Professor Eichner Family Law Fall 2014

Introduction: The Purposes of Family Law, Defining Family, and the Right to Privacy

I. Purposes/Goals of Family Law

A. Protective

1. Protect individuals from harm by others, financial harm, domestic abuse, etc.

2. Financial security for the partner who is likely to sacrifice in order to raise children

B. Facilitative

1. Allows individuals to enter into contracts and arrange their lives

C. Arbitral

1. Resolving conflicts

2. Makes it more difficult for families to be divided

D. Expressive

1. Allows society to speak about their ideals and alters the behavior of people in society

2. Privileges families

3. Supports social institutions that are thought to be desirable (marriage, parenthood)

II. How Should We Define “Family”? Any definition of family involves some policy choice (decision about who should/ should not be privileged)

A. Policy: two sides

1. State should not privilege any grouping because it would be burden on people who don’t meet the definition of family

a. Benefits that married couples get

· Social security benefits

· Intestacy rights

· Tax benefits

· Healthcare/ FMLA rights

· Real estate forms

b. For some people it’s not an issue of choice… some people would like to be married but aren’t.

2. State should be allowed to privilege some groups over others

B. Spectrum: most restricted view to broadest view

1. Traditional Families:

a. State can restrict land use to no more than 2 people not related by blood/marriage/adoption (so, prohibiting roommates)—Belle Terre

· Note that law does not need to be narrowly tailored (overinclusive & underinclusive WRT the state’s interest) b/c roommates living together are not a family and no strict scrutiny. Thinks state has reason to privilege traditional family.

· Marshall in dissent: govt should stay out of individual rights issues and people should form relationships as they please

· Should have used heightened scrutiny (freedom of association) so statute isn’t narrowly tailored enough (state should regulate density and parking directly)

· This is individual rights model

b. BUT the state interest cannot be solely harming an unpopular group (hippies)—Moreno: The household restriction prohibiting unrelated people from living together had no apparent connection w/ the Act’s stated purposes of stimulating the agricultural economy and assisting the poor with their nutritional needs.

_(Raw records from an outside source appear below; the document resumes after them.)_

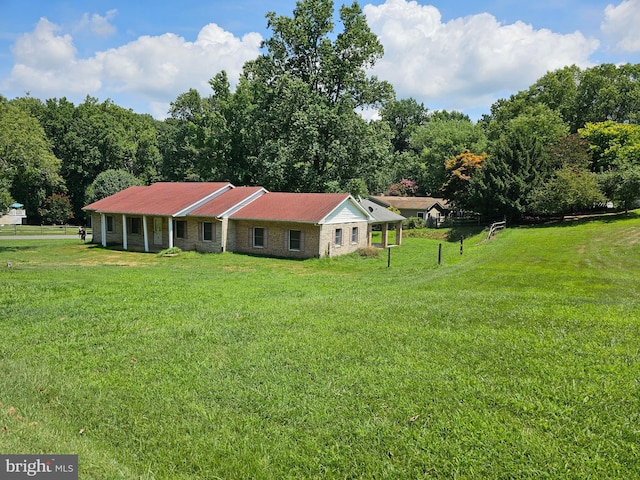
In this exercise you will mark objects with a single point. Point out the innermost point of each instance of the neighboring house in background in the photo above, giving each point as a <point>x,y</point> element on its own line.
<point>385,218</point>
<point>217,216</point>
<point>430,209</point>
<point>15,216</point>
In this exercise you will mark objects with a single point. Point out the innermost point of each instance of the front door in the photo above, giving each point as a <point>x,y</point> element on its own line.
<point>157,231</point>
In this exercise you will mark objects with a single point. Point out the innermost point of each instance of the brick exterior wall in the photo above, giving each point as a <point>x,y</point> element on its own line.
<point>317,240</point>
<point>328,246</point>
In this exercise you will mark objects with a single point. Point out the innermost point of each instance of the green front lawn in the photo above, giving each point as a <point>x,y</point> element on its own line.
<point>518,359</point>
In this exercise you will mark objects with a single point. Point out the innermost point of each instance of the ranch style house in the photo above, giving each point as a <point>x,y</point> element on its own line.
<point>434,211</point>
<point>218,216</point>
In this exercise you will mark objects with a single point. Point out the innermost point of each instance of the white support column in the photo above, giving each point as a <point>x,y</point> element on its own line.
<point>145,233</point>
<point>170,232</point>
<point>103,229</point>
<point>124,232</point>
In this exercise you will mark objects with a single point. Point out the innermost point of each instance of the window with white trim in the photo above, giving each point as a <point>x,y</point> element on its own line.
<point>135,225</point>
<point>181,229</point>
<point>354,235</point>
<point>338,237</point>
<point>207,231</point>
<point>295,240</point>
<point>259,237</point>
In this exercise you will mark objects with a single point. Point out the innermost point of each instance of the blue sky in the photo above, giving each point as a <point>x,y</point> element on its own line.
<point>461,55</point>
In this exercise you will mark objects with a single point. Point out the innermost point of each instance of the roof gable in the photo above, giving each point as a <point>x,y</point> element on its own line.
<point>380,213</point>
<point>238,196</point>
<point>162,198</point>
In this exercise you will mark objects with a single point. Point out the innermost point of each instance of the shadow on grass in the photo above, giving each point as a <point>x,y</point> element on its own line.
<point>456,233</point>
<point>573,220</point>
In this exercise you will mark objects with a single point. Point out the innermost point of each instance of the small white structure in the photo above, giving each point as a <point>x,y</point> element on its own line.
<point>14,216</point>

· Belle Terre made little effort to distinguish Moreno, with the exception of a footnote noting that the challenged ordinance, unlike the statute in Moreno, did not operate against an unmarried couple, since it included two “unrelated” individuals within the definition of family.

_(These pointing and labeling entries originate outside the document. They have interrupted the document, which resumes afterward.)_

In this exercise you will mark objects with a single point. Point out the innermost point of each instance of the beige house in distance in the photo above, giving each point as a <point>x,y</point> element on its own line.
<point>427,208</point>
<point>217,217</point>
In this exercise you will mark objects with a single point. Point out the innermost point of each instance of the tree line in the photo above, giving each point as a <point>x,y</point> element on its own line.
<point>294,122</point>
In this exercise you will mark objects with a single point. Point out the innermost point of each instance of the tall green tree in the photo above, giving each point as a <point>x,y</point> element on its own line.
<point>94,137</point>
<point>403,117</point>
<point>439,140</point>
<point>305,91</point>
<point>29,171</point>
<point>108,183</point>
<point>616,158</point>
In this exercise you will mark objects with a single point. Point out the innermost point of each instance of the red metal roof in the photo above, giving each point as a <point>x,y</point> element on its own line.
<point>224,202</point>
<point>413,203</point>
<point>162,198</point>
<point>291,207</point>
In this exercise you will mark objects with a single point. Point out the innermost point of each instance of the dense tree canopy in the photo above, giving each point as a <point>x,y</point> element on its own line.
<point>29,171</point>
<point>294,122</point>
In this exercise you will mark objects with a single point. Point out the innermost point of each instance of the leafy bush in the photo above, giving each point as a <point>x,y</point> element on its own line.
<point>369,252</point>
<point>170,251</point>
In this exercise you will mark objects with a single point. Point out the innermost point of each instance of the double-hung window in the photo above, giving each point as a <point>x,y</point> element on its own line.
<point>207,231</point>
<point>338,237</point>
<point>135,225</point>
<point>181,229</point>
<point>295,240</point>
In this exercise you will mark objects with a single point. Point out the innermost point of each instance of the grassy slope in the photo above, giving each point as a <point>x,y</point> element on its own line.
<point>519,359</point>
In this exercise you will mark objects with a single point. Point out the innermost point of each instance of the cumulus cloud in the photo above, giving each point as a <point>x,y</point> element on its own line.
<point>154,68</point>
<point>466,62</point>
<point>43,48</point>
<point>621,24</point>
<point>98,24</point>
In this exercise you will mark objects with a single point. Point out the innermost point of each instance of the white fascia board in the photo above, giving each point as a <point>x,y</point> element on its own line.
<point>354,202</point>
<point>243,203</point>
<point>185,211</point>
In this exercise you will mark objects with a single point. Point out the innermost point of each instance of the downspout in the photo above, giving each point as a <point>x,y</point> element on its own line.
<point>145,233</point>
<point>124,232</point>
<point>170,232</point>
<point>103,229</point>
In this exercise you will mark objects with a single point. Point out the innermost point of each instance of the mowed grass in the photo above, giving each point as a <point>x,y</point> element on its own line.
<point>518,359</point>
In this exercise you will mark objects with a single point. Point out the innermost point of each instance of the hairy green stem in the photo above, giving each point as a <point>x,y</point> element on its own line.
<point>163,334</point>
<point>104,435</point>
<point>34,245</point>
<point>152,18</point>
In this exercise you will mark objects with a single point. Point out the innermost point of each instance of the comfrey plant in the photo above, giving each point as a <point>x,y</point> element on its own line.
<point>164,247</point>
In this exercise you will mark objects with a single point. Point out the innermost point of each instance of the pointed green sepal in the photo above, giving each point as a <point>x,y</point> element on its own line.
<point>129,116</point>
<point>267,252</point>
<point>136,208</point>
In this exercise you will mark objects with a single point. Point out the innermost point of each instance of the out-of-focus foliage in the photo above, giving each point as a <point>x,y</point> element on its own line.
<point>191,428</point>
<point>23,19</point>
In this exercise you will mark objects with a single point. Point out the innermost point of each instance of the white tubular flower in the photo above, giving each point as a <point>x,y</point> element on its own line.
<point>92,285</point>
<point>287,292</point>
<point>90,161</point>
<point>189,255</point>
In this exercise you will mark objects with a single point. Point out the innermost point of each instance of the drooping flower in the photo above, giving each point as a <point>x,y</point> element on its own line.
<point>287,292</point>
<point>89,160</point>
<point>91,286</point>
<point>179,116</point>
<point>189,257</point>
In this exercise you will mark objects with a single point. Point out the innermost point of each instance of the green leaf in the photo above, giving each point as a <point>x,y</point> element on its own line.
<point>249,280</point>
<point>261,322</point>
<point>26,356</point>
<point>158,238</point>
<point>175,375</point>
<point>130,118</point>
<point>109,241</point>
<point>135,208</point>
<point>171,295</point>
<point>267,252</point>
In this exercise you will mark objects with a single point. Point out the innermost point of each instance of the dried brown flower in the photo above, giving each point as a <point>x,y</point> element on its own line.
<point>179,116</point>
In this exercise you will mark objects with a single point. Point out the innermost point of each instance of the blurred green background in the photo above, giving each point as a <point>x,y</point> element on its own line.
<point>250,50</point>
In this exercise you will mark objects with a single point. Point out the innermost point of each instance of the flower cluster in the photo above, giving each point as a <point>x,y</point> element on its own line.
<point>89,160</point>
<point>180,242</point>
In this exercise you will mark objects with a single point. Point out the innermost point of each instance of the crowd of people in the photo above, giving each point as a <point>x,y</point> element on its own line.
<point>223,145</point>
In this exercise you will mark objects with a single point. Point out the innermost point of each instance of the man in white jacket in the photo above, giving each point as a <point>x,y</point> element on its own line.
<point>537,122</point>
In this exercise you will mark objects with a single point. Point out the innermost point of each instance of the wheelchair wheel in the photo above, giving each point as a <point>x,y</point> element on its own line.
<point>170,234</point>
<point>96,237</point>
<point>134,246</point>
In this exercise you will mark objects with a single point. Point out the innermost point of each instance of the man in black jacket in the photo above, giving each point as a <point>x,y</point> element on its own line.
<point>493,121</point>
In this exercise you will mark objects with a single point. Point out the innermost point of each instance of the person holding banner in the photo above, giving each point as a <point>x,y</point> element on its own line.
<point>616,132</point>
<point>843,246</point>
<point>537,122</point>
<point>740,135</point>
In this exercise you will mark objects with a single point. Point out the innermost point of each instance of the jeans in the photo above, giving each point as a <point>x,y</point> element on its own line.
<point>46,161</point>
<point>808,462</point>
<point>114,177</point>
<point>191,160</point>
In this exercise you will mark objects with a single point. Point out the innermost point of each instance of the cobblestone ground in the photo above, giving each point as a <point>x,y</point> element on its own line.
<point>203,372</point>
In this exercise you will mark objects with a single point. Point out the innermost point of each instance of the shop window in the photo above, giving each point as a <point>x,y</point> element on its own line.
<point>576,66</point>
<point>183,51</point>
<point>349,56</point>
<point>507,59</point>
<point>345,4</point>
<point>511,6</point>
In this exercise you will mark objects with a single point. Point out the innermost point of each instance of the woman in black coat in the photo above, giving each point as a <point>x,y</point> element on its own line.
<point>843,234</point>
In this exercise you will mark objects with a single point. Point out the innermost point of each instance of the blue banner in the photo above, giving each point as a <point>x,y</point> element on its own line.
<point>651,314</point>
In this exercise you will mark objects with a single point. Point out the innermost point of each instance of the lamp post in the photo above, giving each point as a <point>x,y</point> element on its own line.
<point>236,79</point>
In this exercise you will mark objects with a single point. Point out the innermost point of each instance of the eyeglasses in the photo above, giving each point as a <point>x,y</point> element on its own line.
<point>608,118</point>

c. Benefits: easy to define, good outcome for kids

2. Broader than Nuclear Families

a. If family is defined narrowly in the statute, such that some related people are prohibited from living together, the statute is intruding on the rights of a family, so strict scrutiny applies and overinclusive/underinclusive housing statute is invalidated—Moore (family violated housing ordinance because grandchildren were from 2 different lines)

· Due Process—14th Amendment: There are un-enumerated rights protected by DPC that are deeply rooted in our tradition, and here, this kind of family grouping is deeply rooted in our tradition.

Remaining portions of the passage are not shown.